The existence of sunspots has been known since ancient times (Sec. 1.1), but it was only in 1908 that they were found to be the sites of very strong magnetic fields, where huge magnetic flux tubes emerge through the solar surface. In the past ten years, there has been a sea change in understanding due to high-resolution observations of their fine-scale structure from the ground and space (Figures 1.28 and 1.29), as well as an initial probing of subsurface structure by local helioseismology and an increase in computational power that has made much more realistic simulations viable.

Aspects related to sunspots that are covered in this chapter include magnetoconvection and sunspot cooling (Sec. 9.1), intense magnetic flux tubes (Sec. 9.2), magnetic buoyancy (Sec. 9.3), the global equilibrium of sunspots (Sec. 9.4), fine-scale structure of umbra and penumbra (Sec. 9.5), sunspot evolution (Sec. 9.6), and, to conclude, a numerical model that unifies many aspects of sunspots (Sec. 9.7).

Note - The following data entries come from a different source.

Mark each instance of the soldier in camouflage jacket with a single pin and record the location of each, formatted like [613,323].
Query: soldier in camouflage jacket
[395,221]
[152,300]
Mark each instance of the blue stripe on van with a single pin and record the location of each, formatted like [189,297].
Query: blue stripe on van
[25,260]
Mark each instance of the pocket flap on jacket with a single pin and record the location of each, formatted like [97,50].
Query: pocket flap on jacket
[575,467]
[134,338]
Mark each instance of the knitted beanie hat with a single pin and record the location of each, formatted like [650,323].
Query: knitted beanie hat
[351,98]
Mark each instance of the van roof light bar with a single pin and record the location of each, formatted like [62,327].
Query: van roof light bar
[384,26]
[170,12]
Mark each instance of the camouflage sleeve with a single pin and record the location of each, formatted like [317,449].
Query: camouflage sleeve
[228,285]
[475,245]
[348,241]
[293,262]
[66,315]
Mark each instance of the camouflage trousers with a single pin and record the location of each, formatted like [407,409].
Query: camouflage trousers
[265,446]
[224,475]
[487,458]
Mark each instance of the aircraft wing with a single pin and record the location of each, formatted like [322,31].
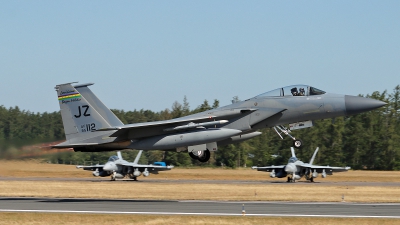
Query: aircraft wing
[268,168]
[91,168]
[157,126]
[150,168]
[328,169]
[140,130]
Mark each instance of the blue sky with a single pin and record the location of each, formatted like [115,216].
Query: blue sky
[148,54]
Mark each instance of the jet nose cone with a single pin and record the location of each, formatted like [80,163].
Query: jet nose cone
[108,166]
[290,168]
[356,104]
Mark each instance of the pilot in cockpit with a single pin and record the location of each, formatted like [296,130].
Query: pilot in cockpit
[294,91]
[302,92]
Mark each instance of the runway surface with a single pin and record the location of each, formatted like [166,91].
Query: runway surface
[244,182]
[207,208]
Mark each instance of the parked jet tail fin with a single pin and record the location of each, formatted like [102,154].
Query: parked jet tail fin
[119,155]
[313,157]
[80,116]
[292,150]
[138,157]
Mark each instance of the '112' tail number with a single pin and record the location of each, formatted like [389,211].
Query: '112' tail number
[88,127]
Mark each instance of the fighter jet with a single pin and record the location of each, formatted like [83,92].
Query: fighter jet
[116,167]
[90,126]
[296,169]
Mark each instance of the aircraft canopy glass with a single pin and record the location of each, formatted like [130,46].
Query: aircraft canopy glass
[292,159]
[293,90]
[113,158]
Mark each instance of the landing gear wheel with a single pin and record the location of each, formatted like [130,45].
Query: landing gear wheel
[205,156]
[298,143]
[193,156]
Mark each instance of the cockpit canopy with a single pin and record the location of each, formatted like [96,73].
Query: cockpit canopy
[293,90]
[292,159]
[113,158]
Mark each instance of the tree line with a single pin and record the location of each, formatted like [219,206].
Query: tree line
[369,140]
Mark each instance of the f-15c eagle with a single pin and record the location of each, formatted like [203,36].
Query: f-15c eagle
[91,127]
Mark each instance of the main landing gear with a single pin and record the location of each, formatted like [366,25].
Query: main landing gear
[297,143]
[202,156]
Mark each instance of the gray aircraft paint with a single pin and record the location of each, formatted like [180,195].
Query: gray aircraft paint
[117,167]
[90,126]
[298,169]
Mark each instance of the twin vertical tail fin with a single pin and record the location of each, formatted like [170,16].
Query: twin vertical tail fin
[292,150]
[138,157]
[82,112]
[313,157]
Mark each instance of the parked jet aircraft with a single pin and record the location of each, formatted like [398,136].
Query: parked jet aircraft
[296,169]
[116,167]
[90,126]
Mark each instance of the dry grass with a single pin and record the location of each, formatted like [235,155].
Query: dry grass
[203,191]
[199,191]
[50,218]
[32,168]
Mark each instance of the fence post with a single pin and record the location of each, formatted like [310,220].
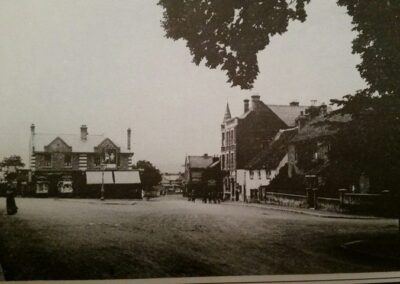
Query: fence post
[315,195]
[342,192]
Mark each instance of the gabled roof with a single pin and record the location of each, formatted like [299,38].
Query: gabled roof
[288,113]
[199,162]
[227,115]
[270,157]
[40,140]
[321,126]
[171,177]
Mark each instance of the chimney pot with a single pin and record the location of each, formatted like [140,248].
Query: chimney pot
[129,132]
[84,132]
[254,101]
[246,105]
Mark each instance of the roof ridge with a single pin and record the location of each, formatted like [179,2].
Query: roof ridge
[66,134]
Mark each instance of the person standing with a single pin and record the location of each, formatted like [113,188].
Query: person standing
[10,195]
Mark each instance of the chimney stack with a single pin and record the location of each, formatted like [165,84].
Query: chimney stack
[323,109]
[32,129]
[129,138]
[255,99]
[84,133]
[246,105]
[301,120]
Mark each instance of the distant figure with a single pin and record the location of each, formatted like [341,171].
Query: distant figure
[10,193]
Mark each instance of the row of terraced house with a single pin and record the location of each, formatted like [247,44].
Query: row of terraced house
[279,154]
[81,164]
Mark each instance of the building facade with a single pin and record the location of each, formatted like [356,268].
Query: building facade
[76,164]
[245,136]
[195,167]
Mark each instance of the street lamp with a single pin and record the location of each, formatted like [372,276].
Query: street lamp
[102,181]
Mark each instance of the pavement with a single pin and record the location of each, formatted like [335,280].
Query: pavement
[1,274]
[79,239]
[305,211]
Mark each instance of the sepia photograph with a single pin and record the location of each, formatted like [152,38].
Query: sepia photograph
[200,141]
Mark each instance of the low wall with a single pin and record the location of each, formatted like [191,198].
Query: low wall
[329,204]
[286,199]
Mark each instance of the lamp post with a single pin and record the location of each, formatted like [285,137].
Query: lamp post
[102,182]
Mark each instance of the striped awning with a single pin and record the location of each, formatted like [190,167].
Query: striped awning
[127,177]
[113,177]
[96,177]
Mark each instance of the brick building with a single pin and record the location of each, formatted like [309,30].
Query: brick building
[195,166]
[77,164]
[245,136]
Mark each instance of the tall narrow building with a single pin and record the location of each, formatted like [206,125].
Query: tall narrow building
[243,137]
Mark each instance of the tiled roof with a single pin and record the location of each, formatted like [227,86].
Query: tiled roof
[40,140]
[171,177]
[288,113]
[270,157]
[321,126]
[199,162]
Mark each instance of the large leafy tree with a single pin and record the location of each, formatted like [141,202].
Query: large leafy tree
[229,33]
[369,143]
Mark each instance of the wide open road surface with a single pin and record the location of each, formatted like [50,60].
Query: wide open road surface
[172,237]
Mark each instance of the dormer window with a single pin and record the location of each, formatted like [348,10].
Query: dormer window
[67,160]
[97,160]
[47,160]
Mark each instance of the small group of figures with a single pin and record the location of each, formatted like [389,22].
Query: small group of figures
[209,197]
[10,199]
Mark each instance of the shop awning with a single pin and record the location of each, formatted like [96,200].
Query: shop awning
[96,178]
[127,177]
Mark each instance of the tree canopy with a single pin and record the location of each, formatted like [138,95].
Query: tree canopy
[229,33]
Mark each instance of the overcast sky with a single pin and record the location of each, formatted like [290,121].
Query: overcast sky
[107,64]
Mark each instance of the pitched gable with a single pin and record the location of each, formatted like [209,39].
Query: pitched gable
[58,145]
[107,143]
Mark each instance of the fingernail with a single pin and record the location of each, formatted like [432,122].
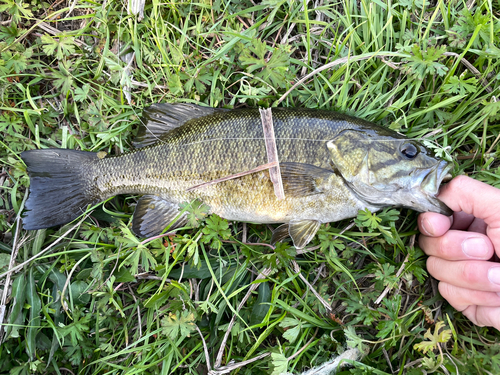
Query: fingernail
[494,275]
[475,247]
[427,227]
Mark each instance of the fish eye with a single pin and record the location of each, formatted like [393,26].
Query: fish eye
[409,150]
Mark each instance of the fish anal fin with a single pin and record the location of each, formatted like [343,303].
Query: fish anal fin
[153,214]
[279,234]
[302,231]
[300,180]
[159,119]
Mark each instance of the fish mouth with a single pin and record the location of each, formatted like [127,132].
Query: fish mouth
[430,185]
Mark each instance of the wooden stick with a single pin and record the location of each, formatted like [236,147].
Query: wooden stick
[266,117]
[262,167]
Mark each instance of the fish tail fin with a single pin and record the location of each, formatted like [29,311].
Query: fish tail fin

In preparation, Sections 1.4.2, 1.7, and 2.9 describe the observed properties and behaviour of photospheric magnetic fields, active regions, sunspots and flux tubes. Excellent accounts can be found in the reviews by Solanki (2003), Thomas and Weiss (2008).

Magnetoconvection

Before tackling sunspots, it is worth summarising magnetoconvection (i.e., thermal convection in a magnetic field). Modelling the convection zone is a formidable task, since the convection is nonlinear, compressible, three-dimensional, unsteady, rotating and threaded by intense flux tubes, while many parameter values are far too extreme to be adopted in computations.